Sobreveio sentença que julgou parcialmente procedente, o pedido autoral:
“Pelos fundamentos expostos, JULGO PARCIALMENTE PROCEDENTES os pedidos formulados na inicial e ponho fim à fase de conhecimento, com resolução de mérito, nos termos do artigo 487, inciso I, do CPC, a fim de:
a) Reconhecer a prescrição da pretensão referente ao dano material; e
b) Condenar as partes demandadas, de forma solidária, ao pagamento de indenização às partes demandantes, a título de danos morais, no valor de R$ 5.000,00 (cinco mil reais), atualizados e corrigidos pela taxa SELIC MENSAL, nos termos do art. 406, Código Civil, ratificada no REsp 1403005/MG, Rel. Min. Paulo de Tarso Sanseverino, STJ. 3ª Turma, julgado em 06/04/2017, a contar da data do julgamento (súmula 362 STJ).
Em consequência, ponho fim à fase de conhecimento, com resolução de mérito, nos termos do artigo 487, inciso I, do Código de Processo Civil (CPC).
Sem condenação em custas, despesas processuais e verba honorária nesta fase do procedimento, em razão do disposto no art. 55 da Lei nº 9.099/95”.

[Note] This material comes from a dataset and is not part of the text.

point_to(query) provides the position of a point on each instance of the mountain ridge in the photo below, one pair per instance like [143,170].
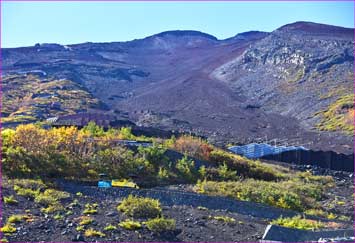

Os autores interpuseram o presente recurso inominado requerendo, em síntese, a reforma da sentença para que seja afastada a prescrição do dano material, bem como para julgar totalmente procedentes os pedidos iniciais.
Contrarrazões apresentadas por uma das rés.
É o relatório sucinto.
VOTO
Presentes os pressupostos de admissibilidade, conheço do recurso.
No que concerne à prescrição referente aos pedidos, foi aplicada o prazo prescricional de dois anos da Convenção de Varsóvia, por se tratar de um voo internacional, entendimento este consolidado, devido ao tema 210 do Superior Tribunal Federal (STF), decidido na sistemática da repercussão geral, que estabelece que:
"Nos termos do art. 178 da Constituição da República, as normas e os tratados internacionais limitadores da responsabilidade das transportadoras aéreas de passageiros, especialmente as Convenções de Varsóvia e Montreal, têm prevalência em relação ao Código de Defesa do Consumidor".
Ademais, no caso em epígrafe, a referida prescrição deve ser mantida tendo em vista que a Lei n° 14.010/2020, que instituiu as "normas de caráter transitório e emergencial para a regulação de relações jurídicas de Direito Privado em virtude da pandemia do coronavírus (Covid-19)", determinou a suspensão dos prazos prescricionais no período compreendido entre 10/06/2020 e 30/10/2020, o que implicou num acréscimo de 142 dias aos prazos em curso.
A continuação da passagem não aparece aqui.